Birisi ilk dokunuşta feryad eder. Birisi bıçak derinlere iner farkında olmaz, birisi de bıçak kemiğe dayanınca uyanır.”
Hoca sosyal sorunlar karşısındaki duyarlılık farkını anlatmıştı. Müslümanların duyarlılık farkını.
Mehmet Akif Safahat’ta Müslümanlardaki bu duyarlılık zaafını “Köylünün başına tokmakla vurursun, komşu köyde düğün var, davul çalınıyor zanneder” diye anlatmıştı.
Kurt ile eşeğin hikayesinde ise çok daha sert bir tokat vurmuştu yüzlere…
“Kurt uzaklardan bakar, dalgın görürmüş merkebi.
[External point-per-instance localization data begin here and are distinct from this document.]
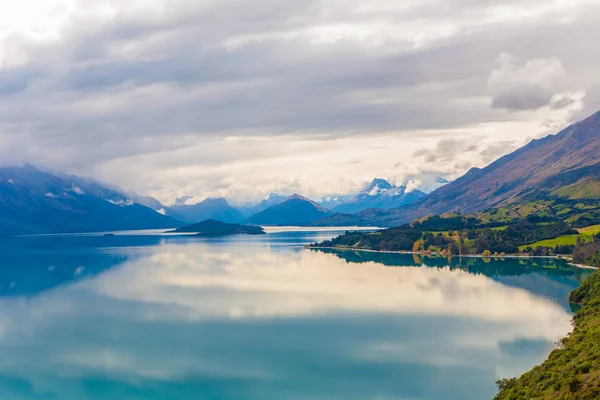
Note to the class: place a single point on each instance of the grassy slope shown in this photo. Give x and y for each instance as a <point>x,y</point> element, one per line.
<point>585,234</point>
<point>571,372</point>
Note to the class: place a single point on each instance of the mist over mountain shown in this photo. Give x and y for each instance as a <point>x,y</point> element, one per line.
<point>379,194</point>
<point>295,210</point>
<point>36,201</point>
<point>218,209</point>
<point>561,166</point>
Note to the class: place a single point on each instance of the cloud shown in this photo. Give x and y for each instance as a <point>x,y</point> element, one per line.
<point>92,86</point>
<point>447,150</point>
<point>530,87</point>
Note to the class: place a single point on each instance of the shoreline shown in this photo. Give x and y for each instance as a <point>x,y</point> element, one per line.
<point>514,256</point>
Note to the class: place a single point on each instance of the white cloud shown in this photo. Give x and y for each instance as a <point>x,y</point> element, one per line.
<point>260,91</point>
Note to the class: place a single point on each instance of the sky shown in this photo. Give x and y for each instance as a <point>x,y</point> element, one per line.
<point>233,98</point>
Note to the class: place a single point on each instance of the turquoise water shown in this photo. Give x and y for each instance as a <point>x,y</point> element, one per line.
<point>145,316</point>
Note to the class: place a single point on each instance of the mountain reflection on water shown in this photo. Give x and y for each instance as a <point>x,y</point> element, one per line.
<point>159,317</point>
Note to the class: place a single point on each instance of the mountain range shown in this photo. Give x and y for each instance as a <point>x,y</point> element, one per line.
<point>379,194</point>
<point>296,210</point>
<point>564,167</point>
<point>558,170</point>
<point>36,201</point>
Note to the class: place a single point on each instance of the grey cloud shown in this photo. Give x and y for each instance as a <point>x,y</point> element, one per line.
<point>522,97</point>
<point>447,150</point>
<point>150,82</point>
<point>497,150</point>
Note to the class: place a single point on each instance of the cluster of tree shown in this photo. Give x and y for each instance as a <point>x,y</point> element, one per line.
<point>397,239</point>
<point>454,235</point>
<point>543,251</point>
<point>587,253</point>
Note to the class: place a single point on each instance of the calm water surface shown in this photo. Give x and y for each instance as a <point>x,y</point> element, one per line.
<point>144,316</point>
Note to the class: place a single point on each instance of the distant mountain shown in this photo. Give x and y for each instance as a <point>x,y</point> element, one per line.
<point>217,228</point>
<point>432,185</point>
<point>273,199</point>
<point>332,201</point>
<point>36,201</point>
<point>218,209</point>
<point>565,166</point>
<point>295,210</point>
<point>380,194</point>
Saldırırmış ansızın, yaydan boşanmış ok gibi.
Lakin aşk olsun ki, aldırmaz otlarmış eşek, Sanki tavşanmış gelen yahut kılıksız köstebek!
Kâr sayarmış bir tutam ot fazla olsun yutmayı. Hasmı, derken, çullanırmış yutmadan son lokmayı!
Bir hakikattir bu, şaşmaz, bildiğin üsluba sok: Hâlimiz merkeple kurdun aynı, asla farkı yok.